Gail Albert Halaban, en se plaçant dans les logements des voisins des personnes photographiées, cherche à créer un lien humain, une connexion entre ces personnes, et cela avec leur accord, comme elle l’indique dans sa déclaration d’intention :
The title of this photographic project, « Out My Window », refers to what neighbors see through their neighbors’ windows in the cities of the world. […] The process of making the photographs connects neighbor to neighbor, creating community against the loneliness and overpowering scale of the city. […] The photographs are from one residence into the window of another with the consent of both parties […]. Both sides of the view, meet and talk through the making of the photograph.
Gail Albert Halaban, Paris Views.
À l’inverse, le photographe américain Arne Svenson (né en 1952) ne s’intéresse quant à lui pas aux habitants des lieux lorsqu’il photographie les fenêtres de ses voisins new-yorkais pour sa série « The Neighbors », mais aux jeux de formes, de couleurs et de lumière. Et comme ceux qu’il a pris en photo l’ont été à leur insu, les photographies obtenues ne montrent aucun visage ; ou en tout cas, si on en distingue, ces visages ne sont pas identifiables. La question de la frontière entre art et voyeurisme peut se poser, dans la mesure où il s’agit de photographies de l’intimité des gens, représentant leur espace privé et obtenues sans le consentement des personnes concernées.
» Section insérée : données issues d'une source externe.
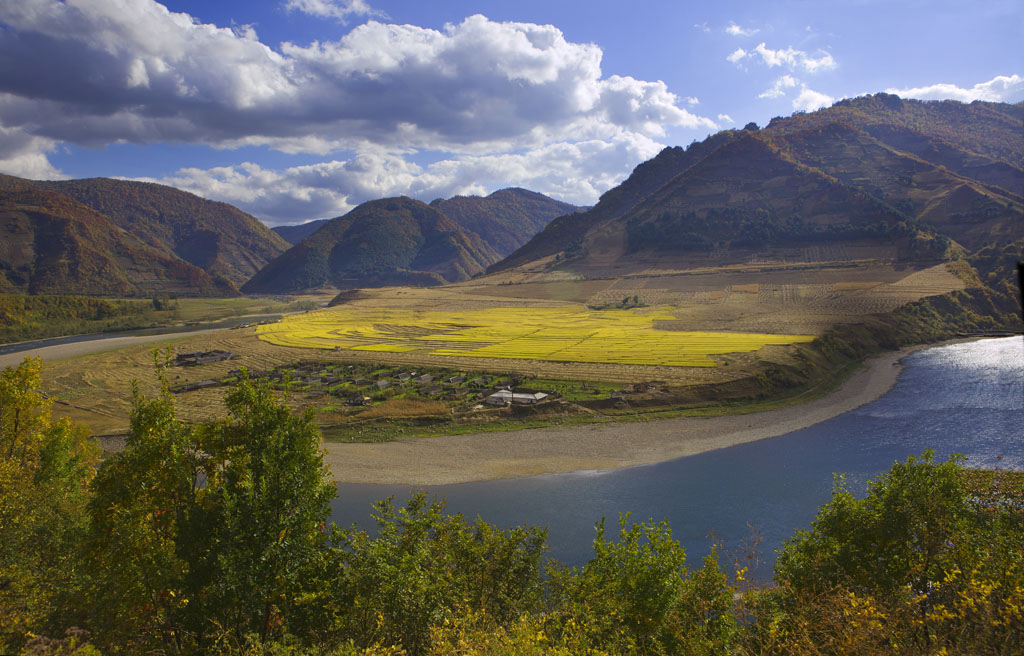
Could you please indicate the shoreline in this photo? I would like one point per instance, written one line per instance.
(598, 447)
Il indique à propos de son projet :
The grid structure of the windows frame the quotidian activities of the neighbors, forming images which are puzzling, endearing, theatrical and often seem to mimic art history, from Delacroix to Vermeer.
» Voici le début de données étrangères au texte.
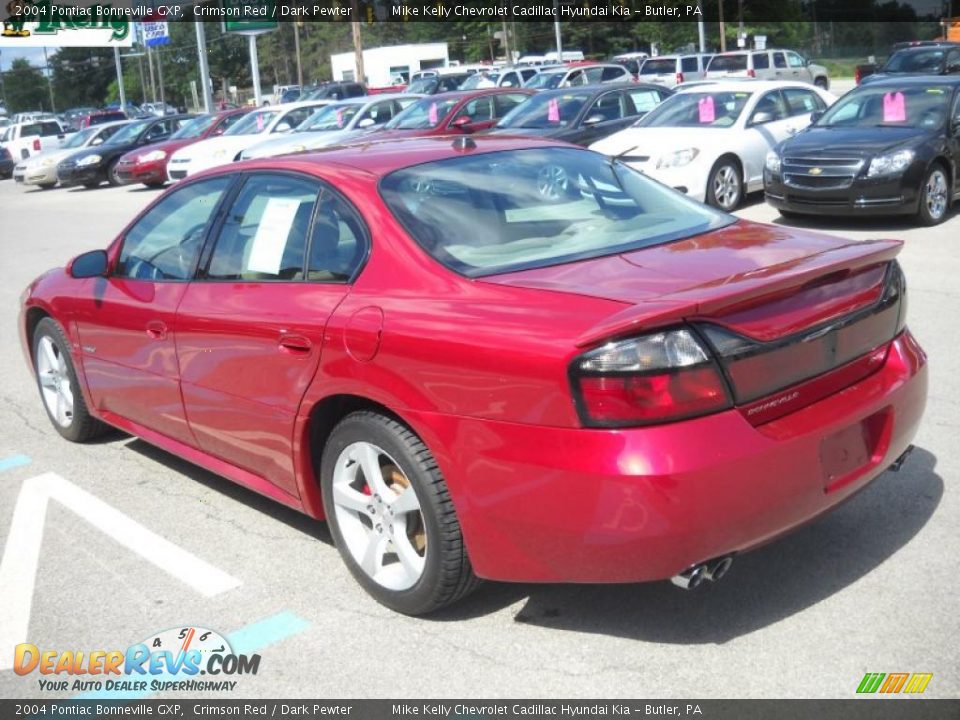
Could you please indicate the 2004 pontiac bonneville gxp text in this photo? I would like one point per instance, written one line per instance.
(494, 358)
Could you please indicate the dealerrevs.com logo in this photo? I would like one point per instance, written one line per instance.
(172, 660)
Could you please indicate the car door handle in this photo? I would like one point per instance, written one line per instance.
(157, 330)
(294, 344)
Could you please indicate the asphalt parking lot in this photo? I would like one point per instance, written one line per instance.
(869, 588)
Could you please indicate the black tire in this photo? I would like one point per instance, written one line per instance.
(112, 176)
(932, 213)
(724, 165)
(82, 426)
(447, 574)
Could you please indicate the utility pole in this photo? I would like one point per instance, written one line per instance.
(358, 45)
(296, 47)
(123, 95)
(254, 69)
(204, 68)
(153, 84)
(46, 66)
(556, 30)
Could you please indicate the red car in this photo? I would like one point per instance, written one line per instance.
(496, 358)
(458, 112)
(148, 165)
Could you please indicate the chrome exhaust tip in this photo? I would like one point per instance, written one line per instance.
(716, 569)
(691, 577)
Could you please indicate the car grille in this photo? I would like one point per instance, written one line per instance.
(821, 173)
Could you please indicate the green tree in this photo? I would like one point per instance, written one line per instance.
(26, 87)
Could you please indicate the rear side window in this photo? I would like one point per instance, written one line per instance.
(337, 242)
(729, 63)
(802, 102)
(264, 236)
(165, 242)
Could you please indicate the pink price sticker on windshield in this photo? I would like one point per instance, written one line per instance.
(706, 109)
(894, 107)
(553, 111)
Floriane de Lassée (née en 1977), photographe française, semble pour sa part illustrer, avec sa série de photographies « Inside Views », le caractère étouffant et oppressant des grandes villes, contrebalancé par la profusion de lumière qui semble outrepasser les limites des clichés. Elle ne se focalise pas forcément sur les habitants ; cependant, lorsque certains sont présents sur ses photographies, derrière des carreaux qui constituent un filtre entre leur espace privé, intime, et la marée urbaine qui s’étend démesurément au-delà de leurs fenêtres, ces personnages semblent être les seules manifestations d’une forme de vie, créant un contraste entre leur mobilité brièvement figée par la photographie et l’immobilité immuable de l’architecture qui les entoure. Dans chacune des photographies, le gigantisme et le caractère oppressant de la ville semblent en opposition avec les quelques humains qui la peuplent, l’un et l’autre se mettant ainsi mutuellement en valeur. Une certaine solitude émane de ces personnages, perdus au sein d’une ville qui s’étend tout autour d’eux, semblant mettre en lumière l’idée selon laquelle ils ne sont que les parties d’un tout qui les dépasse.
Floriane de Lassée, « Inside Views », 2004-2011.
Source
Toutes ces photographies urbaines semblent représenter une sorte de paradoxe inhérent à l’urbain : les villes, les « agglomérations », rassemblent les gens afin de les faire vivre et interagir ensemble ; cependant la solitude demeure. Peut-être est-ce le moteur de notre curiosité vis-à-vis des fenêtres éclairées la nuit, qui nous donnent l’occasion d’apercevoir l’intimité d’autres personnes : nos regards créent du lien. Ou peut-être cette curiosité a-t-elle pour fin de nous rassurer sur la banalité de notre existence : ce qui se passe derrière les fenêtres des autres n’est pas plus palpitant que ce qui se passe derrière les nôtres.